The joint UC Berkeley-UCSF Program in Computational Precision Health (CPH) will bridge medicine, statistics, and computation to improve the quality, efficiency, and equity of medicine and population health. BIDS Faculty Affiliate Maya Petersen is a CPH Co-Director, and CPH Core and Affiliate Faculty include BIDS Faculty Affiliates David Bamman, Joshua Blumenstock, and Bin Yu.
Computing and data are rapidly transforming how society operates, allowing researchers, health practitioners, and the broader scientific and medical community to address questions that were once intractable. The implications for medicine and health are only starting to be realized. Advances in computing, statistics, machine learning, and causal inference will harness new sources of biomedical and clinical data to revolutionize the diagnosis, treatment, and management of disease, extending life spans, improving quality of life, and eliminating some diseases entirely. However, to realize this potential, a new transdisciplinary field is needed.
The UC Berkeley-UCSF Joint Program in Computational Precision Health will bring together the world’s top faculty in computer science, statistics, engineering, clinical care, and population health sciences, together with newly recruited faculty in computational precision health. A key component of the program will be a new doctoral program to train the next generation to conduct transformational research at the interface of the computational and health sciences. Together, this community of scholars will work to understand and improve computational techniques, how health and other data are collected and shared, how both causal inferences and predictions should be made in complex healthcare settings, how advances in computational methods need to be integrated with real-world technology and human systems, and how to harness advances in these areas to reduce systemic inequalities.

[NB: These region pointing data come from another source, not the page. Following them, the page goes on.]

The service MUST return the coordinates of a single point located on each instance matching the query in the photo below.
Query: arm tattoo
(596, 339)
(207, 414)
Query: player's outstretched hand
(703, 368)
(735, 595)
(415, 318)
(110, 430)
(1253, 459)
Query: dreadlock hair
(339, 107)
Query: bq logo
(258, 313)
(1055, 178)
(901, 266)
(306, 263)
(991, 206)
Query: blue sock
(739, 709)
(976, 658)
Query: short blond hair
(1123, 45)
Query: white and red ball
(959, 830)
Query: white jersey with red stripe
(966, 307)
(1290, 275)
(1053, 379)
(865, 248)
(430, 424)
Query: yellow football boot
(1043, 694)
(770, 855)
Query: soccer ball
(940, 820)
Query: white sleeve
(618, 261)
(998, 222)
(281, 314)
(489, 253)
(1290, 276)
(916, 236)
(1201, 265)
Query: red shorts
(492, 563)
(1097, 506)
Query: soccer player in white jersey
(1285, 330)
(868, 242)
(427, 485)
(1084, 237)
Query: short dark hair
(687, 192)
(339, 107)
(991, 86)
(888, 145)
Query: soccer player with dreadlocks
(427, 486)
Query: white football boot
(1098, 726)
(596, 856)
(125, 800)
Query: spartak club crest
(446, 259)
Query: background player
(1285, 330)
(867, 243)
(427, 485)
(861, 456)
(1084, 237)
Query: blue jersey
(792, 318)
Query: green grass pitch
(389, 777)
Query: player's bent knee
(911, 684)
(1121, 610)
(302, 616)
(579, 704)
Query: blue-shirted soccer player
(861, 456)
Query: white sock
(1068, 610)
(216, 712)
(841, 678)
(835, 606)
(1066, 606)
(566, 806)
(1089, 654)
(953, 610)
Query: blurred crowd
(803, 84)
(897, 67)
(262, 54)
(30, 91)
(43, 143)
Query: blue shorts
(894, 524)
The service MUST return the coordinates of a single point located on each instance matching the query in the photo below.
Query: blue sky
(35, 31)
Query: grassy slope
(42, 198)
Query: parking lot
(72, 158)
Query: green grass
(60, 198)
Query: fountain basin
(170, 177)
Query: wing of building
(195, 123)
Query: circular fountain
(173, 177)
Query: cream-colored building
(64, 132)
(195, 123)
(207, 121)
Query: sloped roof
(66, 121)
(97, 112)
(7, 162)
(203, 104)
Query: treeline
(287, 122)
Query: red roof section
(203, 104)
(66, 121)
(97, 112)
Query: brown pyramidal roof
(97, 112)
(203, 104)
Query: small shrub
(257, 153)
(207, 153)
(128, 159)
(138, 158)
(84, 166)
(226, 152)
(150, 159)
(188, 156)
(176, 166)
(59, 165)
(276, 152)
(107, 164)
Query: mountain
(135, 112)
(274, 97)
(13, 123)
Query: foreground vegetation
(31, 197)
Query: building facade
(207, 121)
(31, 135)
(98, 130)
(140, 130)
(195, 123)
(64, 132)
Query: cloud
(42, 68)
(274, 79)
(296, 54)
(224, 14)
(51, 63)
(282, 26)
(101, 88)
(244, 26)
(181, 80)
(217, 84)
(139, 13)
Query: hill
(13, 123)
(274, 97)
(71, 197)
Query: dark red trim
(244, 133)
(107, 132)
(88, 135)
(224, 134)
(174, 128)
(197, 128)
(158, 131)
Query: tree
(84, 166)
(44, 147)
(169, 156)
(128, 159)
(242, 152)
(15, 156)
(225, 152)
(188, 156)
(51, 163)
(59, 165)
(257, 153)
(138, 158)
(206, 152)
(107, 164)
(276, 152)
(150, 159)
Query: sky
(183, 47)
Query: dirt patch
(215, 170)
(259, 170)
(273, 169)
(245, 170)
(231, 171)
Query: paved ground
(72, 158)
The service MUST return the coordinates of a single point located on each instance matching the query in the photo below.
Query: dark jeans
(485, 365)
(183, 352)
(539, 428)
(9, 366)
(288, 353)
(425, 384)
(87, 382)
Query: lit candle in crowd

The Computational Precision Health Program offers an exceptional high-performance computing and data infrastructure that provides investigators ready access to the latest AI tools and platforms, as well as de-identified health information in machine-readable formats from hundreds of millions of clinical encounters and curated data resources representing biomedicine from genetics and proteins all the way to population-level characteristics in both traditional databases and graph theoretical networks. Access to UCSF’s world-class clinical environment is also available for collaborative development and testing.